# New to shark fishing from beach



## clw (Mar 6, 2011)

I live in PC and mostly fish offshore. I prefer jigging for big AJ but I want to get into fishing beach for shark. I have a yak to carry bait out. I have always preferred spinning reels for jigging. I have a shimano saragosa 10000 but not sure how well that would hold up in sand. What size reel ( conventional and spinning ) should I consider. What are the best workhorse reels for the $$. I have 2 penn 113h 4-0 but probably should go bigger. What reels are you guys using, and any particular reason why? Thanks


----------



## lowprofile (Jan 6, 2013)

senator 9/0 seems to be the favorite around here. load it up with 60-80lb line and your good to go. I like my 12/0 for longer drops.


----------



## Cant.Git.Enuf (Jan 21, 2013)

Conventional- penn 9/0, or 12/0. You can get away with a 6/0 but wouldn't recommend it unless your using a lot of braid. 

Spinning- I don't use spinning for shark but I'd go with the Penn Spinfisher V 10500. I recommend them because they are water tight and can take a beating for less then 200


----------



## Cant.Git.Enuf (Jan 21, 2013)

Also take my info lightly. I'm sure there will be a lot of the more experienced guys chime in with great info.


----------



## clw (Mar 6, 2011)

Which penn 9-0. Example: Some are 115l, some 115l2. Is there much of a difference. I saw something about the diawa 900h, but I've just started doing my research.


----------



## Chris Gatorfan (Apr 8, 2012)

Either 9/0 is good. However the regular 115l is more sturdy.because of the metal structure instead of the graphite structure of the frame.


----------



## clw (Mar 6, 2011)

Ahhh- yeah, metal is good. Do you guys use straight mono around here? If you load it with braid first, how much braid on 9-0? I was thinking of going with straight 80 lb mono.


----------



## arduckaholic (Aug 23, 2013)

I know you better back it with some mono before you put the braid on. Otherwise it will slip on the spool and you won't be bringing any in when you reel. Atleast that's been my experience with my bass rods.


----------



## clw (Mar 6, 2011)

If I put 500 yards of 100 lb power pro ( or something like that) how many yard of 100 lb mono could I put over it on a penn 9-0 115?


----------



## Ugly 1 (Feb 8, 2013)

Penn 9/0 and save yourself some $ and go with straight 80lb mono. If your looking for a great rig check with Pompano Joe he has a 9/0 combo ready to fish! good luck! UGLY


----------



## lowprofile (Jan 6, 2013)

arduckaholic said:


> I know you better back it with some mono before you put the braid on. Otherwise it will slip on the spool and you won't be bringing any in when you reel. Atleast that's been my experience with my bass rods.

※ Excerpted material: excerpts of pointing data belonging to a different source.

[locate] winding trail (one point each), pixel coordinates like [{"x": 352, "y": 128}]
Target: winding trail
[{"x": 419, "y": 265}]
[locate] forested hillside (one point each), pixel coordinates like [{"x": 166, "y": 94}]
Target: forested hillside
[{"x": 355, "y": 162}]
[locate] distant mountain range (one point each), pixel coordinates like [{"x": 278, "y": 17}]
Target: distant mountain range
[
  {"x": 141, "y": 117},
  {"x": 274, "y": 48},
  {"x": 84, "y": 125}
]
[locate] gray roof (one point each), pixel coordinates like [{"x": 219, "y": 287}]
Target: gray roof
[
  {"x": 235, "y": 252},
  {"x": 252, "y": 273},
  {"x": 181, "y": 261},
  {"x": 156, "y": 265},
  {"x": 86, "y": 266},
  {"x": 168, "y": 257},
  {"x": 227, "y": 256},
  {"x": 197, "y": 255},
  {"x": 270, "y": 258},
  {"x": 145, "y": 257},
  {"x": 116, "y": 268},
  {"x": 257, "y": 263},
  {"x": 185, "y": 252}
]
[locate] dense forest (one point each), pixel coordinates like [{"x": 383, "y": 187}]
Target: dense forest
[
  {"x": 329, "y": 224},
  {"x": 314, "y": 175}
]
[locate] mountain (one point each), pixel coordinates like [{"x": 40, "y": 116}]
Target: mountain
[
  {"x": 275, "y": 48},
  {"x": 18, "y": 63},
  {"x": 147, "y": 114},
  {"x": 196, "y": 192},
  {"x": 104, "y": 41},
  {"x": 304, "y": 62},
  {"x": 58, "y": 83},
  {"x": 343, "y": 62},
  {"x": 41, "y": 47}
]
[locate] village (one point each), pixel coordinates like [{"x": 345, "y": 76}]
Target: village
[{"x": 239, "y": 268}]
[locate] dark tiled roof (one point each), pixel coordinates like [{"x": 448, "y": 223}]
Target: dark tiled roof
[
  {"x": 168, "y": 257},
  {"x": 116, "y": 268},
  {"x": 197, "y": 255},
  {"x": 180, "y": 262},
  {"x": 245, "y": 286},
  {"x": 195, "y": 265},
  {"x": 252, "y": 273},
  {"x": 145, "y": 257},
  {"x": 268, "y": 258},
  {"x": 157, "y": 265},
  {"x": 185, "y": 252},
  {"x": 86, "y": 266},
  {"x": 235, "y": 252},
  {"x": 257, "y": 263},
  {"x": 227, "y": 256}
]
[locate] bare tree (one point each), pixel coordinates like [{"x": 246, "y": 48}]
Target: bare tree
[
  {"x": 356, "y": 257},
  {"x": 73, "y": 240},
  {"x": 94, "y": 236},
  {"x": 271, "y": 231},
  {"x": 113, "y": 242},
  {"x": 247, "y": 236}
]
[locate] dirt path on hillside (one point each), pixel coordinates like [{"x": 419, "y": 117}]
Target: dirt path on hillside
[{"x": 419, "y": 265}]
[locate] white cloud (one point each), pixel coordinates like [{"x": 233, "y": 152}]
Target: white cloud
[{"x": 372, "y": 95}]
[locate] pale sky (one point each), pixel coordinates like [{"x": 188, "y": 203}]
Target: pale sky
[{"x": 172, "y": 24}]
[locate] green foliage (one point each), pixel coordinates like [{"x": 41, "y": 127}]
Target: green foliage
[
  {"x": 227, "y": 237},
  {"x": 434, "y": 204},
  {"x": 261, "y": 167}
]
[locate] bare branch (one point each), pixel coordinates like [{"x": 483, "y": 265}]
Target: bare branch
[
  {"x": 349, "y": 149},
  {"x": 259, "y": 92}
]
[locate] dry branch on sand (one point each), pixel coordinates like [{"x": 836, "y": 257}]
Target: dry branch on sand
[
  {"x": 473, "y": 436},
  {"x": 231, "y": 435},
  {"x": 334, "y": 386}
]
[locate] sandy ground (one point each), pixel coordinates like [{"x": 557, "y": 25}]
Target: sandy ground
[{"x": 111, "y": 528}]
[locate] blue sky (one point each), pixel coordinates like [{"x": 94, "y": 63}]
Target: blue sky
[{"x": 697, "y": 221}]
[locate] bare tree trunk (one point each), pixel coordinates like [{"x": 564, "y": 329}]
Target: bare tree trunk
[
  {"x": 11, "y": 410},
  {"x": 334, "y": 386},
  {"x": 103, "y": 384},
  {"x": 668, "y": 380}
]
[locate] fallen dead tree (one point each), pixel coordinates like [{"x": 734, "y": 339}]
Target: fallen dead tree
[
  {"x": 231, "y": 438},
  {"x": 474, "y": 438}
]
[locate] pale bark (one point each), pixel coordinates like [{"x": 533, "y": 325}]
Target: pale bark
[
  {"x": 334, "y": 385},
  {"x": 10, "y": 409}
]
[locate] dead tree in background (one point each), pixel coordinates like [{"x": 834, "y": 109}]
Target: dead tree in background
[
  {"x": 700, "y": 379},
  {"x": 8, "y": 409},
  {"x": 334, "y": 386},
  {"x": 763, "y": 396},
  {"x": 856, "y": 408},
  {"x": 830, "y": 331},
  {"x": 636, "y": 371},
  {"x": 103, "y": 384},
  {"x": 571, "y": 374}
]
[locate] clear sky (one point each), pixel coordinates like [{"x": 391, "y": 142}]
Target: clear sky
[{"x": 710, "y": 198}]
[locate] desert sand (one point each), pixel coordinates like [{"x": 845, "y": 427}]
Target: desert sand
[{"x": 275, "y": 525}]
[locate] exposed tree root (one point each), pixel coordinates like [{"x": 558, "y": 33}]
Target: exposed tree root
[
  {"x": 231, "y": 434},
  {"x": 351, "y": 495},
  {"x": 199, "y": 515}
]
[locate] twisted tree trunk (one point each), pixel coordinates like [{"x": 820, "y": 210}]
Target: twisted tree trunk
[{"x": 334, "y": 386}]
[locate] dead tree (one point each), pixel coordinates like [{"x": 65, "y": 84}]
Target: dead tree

no you don't. senators have a line hitch.


----------



## arduckaholic (Aug 23, 2013)

Gotcha


----------



## Chris Gatorfan (Apr 8, 2012)

Exactly my 6/0 is backed with 350 yards of braid and 350 yards of mono on top. No slippage at all.


----------



## clw (Mar 6, 2011)

Great, thanks. 9-0 senator with 80 lb mono. Cant wait to get started.


----------



## Chris Gatorfan (Apr 8, 2012)

Just keep an eye on our post you will see when we are heading out. Would be glad to have you along with us.


----------



## clw (Mar 6, 2011)

Cool...thanks


----------



## Randall2point0 (Feb 11, 2011)

Wirelessly posted

Get both, get a 9/0 and a 12/0.


----------